9. ŞERİATI MUHAMMEDİ – SÜNNET-İ MUHAMMEDİ ve
NEFSİ NATIKA
Şeriat-ı Muhammedi ve Sünnet-i Muhammedi insanlığın yaşamını düzene ve nizama sokan Allah ilminin şehadet alemine yani dünyaya yansımasıdır. Şeriat-ı ve Sünnet-i Muhammediye’yi Peygamber Efendimiz (sav) şöyle tanımlamıştır: “Şeriat sözlerimdir, tarikat fiillerimdir, marifet tavırlarımdır, hakikat sırlarımdır”. Örnek verilecek olursa; Peygamberimiz (sav): Adem su ve balçık arasında iken Ben peygamberdim” ve “Biz son gelen ilkleriz” sözlerini de söylemiştir. Bu sözlerin hakikatine ve marifetine ulaşmak tarikat (fiiller) yoluyla mümkündür. O’nun batını Hakikat-i Muhammedi zahiri Hz. Muhammed (sav) olduğundan bu ilişkinin anlaşılması için irfan eğitiminin alınması gerekir. Bu sözlerin açılımının anlaşılabilmesi için zahiri şeriat hükümleri yetmez. Hakikat-i Muhammedi peygamberimizin batınıdır. Batını olan hakikat ve marifete ise irfan eğitimi yoluyla ulaşılabilir.
Allah ilahi hüviyetinide “Hüvel evveli, vel ahiri vez zahiri vel batın ve hüve külli şeyin alim” (Hadid/3) olarak “O evveldir, ahirdir, zahirdir ve batındır, her şeyi bilicidir” diyerek belirtmiştir.

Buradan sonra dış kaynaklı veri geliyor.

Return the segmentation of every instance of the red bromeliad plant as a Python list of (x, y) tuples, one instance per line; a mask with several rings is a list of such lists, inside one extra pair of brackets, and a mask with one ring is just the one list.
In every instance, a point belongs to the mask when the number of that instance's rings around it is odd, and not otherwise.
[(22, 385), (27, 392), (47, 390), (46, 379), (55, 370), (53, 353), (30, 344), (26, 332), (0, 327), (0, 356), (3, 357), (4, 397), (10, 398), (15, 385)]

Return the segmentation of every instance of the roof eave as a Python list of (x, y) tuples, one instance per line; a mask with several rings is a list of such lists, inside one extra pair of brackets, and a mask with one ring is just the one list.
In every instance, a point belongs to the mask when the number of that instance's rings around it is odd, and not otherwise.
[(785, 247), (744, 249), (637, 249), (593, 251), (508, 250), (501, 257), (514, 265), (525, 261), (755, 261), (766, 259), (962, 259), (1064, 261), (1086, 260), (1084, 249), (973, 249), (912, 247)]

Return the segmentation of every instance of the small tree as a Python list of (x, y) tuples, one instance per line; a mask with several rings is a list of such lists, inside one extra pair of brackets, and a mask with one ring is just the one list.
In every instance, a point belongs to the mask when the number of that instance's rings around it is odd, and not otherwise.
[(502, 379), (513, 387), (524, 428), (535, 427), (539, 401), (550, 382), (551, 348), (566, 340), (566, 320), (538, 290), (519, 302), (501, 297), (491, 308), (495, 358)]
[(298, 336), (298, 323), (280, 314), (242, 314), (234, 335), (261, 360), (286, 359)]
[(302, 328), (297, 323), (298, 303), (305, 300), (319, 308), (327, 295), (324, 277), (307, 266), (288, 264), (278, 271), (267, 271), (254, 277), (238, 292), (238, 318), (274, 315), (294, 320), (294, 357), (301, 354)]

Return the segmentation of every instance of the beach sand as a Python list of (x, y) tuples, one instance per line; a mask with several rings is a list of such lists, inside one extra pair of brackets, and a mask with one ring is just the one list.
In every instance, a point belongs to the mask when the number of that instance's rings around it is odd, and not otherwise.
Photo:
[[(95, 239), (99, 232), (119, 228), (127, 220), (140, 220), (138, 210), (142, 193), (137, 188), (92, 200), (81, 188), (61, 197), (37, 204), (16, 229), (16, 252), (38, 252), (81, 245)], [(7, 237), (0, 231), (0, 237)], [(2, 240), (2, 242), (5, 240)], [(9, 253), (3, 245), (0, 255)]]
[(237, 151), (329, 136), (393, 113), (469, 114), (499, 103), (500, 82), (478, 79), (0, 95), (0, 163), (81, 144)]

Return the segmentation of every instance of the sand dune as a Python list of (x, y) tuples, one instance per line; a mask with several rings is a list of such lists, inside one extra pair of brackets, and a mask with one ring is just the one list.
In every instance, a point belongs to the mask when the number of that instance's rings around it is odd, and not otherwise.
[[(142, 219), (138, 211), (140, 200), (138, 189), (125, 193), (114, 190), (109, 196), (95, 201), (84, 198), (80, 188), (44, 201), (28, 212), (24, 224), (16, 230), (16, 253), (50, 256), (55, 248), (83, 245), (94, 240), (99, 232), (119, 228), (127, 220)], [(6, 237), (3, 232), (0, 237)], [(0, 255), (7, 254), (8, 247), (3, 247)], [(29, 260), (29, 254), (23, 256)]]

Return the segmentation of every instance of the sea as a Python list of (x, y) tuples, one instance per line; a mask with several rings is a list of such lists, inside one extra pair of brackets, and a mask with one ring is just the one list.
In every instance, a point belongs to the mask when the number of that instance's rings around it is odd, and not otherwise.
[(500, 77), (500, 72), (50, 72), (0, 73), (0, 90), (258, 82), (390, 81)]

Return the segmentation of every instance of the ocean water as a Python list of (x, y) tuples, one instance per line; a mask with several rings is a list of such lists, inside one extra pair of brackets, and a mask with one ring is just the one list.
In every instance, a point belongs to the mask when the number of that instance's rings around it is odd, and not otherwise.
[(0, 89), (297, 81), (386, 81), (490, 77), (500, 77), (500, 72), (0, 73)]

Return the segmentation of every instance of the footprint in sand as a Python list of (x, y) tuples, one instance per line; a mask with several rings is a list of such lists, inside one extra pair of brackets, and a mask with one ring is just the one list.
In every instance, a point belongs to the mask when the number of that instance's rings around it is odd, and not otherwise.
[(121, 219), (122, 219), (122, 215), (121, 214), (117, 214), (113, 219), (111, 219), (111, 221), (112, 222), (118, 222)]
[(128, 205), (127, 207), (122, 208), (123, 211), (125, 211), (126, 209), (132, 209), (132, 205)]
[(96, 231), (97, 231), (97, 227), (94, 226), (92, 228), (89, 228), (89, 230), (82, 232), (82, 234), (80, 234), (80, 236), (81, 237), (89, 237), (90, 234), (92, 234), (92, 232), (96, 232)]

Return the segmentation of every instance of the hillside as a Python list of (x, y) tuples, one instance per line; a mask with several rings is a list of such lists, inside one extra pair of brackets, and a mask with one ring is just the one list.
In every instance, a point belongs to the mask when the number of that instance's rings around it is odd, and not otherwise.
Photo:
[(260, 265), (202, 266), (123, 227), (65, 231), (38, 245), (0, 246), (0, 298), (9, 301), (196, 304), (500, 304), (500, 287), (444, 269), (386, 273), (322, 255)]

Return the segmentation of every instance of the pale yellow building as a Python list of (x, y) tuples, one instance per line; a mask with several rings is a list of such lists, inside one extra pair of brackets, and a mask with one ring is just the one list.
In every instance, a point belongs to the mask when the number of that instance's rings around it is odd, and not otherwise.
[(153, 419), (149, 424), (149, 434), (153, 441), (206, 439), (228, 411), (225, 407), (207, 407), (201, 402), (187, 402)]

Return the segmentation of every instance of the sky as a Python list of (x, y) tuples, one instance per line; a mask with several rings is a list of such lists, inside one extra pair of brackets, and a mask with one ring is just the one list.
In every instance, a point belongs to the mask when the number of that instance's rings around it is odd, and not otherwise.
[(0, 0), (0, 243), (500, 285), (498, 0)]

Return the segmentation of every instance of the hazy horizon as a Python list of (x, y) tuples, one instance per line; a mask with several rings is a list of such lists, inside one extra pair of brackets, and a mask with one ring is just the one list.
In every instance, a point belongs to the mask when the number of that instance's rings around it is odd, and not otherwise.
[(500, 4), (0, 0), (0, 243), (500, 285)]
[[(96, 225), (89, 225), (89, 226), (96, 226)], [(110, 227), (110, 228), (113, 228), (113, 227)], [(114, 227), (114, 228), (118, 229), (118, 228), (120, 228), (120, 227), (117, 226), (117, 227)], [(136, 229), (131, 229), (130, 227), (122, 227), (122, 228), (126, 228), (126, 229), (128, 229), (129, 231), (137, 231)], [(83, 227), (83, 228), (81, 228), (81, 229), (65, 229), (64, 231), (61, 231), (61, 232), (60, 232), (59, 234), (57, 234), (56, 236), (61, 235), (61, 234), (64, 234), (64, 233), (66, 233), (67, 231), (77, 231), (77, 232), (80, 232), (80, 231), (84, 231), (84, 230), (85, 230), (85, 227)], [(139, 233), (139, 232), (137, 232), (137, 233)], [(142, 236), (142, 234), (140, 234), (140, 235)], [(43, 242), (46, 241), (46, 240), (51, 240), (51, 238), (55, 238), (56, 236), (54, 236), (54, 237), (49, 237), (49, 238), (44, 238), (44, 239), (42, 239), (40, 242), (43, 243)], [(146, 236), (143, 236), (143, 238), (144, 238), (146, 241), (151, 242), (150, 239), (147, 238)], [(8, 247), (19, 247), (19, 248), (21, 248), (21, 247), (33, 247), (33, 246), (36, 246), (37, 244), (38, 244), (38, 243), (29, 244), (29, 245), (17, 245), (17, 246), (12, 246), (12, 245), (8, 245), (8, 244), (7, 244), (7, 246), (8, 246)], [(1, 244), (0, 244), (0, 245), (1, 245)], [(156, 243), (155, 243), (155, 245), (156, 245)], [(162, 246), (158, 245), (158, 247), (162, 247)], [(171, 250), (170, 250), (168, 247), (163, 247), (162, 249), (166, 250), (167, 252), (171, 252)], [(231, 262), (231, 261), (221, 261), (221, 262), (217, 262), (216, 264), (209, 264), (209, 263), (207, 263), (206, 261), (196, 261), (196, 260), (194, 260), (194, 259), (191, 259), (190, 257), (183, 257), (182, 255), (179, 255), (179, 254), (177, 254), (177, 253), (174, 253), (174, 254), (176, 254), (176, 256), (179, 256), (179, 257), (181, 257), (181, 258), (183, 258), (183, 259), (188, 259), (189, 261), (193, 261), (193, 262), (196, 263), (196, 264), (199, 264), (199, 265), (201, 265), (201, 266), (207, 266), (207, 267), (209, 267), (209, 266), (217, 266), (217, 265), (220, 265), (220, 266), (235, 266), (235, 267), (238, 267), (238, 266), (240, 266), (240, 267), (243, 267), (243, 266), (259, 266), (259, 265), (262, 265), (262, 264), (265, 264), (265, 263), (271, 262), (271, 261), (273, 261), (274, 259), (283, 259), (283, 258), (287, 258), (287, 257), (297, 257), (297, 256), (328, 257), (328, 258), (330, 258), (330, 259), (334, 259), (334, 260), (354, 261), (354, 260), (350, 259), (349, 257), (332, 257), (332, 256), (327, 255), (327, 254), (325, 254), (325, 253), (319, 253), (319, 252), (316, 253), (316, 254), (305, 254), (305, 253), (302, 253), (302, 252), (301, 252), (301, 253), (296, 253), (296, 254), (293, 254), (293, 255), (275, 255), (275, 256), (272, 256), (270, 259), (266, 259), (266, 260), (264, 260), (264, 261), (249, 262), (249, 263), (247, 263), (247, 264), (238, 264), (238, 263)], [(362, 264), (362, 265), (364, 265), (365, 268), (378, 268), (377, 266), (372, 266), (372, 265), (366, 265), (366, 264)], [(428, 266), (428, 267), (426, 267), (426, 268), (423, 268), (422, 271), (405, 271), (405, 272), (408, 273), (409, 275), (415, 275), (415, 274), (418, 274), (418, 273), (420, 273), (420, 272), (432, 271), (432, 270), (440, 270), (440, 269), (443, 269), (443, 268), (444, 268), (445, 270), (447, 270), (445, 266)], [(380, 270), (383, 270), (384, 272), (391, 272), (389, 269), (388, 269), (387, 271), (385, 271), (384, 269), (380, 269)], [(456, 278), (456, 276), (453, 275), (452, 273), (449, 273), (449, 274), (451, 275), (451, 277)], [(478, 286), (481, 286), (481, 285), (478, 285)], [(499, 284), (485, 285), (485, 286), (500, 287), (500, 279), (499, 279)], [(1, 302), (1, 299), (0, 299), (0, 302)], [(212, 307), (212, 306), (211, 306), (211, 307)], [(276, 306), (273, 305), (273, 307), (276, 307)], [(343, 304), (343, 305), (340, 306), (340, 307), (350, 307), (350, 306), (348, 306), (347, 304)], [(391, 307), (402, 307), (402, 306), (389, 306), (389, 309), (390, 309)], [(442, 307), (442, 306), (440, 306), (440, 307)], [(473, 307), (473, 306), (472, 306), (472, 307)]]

Allah’ın hüviyetinin aynası ve tecellisi ile aynısı olan Peygamberimizin de (sav) bu vasıfları taşıyacağı açıktır. Peygamberimizin ve hepimizin evveli-ahiri ve zahiri-batını mevcuttur. Şeriat-ı ve Sünneti Muhammedi bütün bu vasıfları bünyesinde cem etmiştir. Hem evveli, hem ahiri hem zahiri hemde batını ifade etmektedir. Bu vasıfları taşımayan ilim eksiktir ve tamamlanması gerekmektedir.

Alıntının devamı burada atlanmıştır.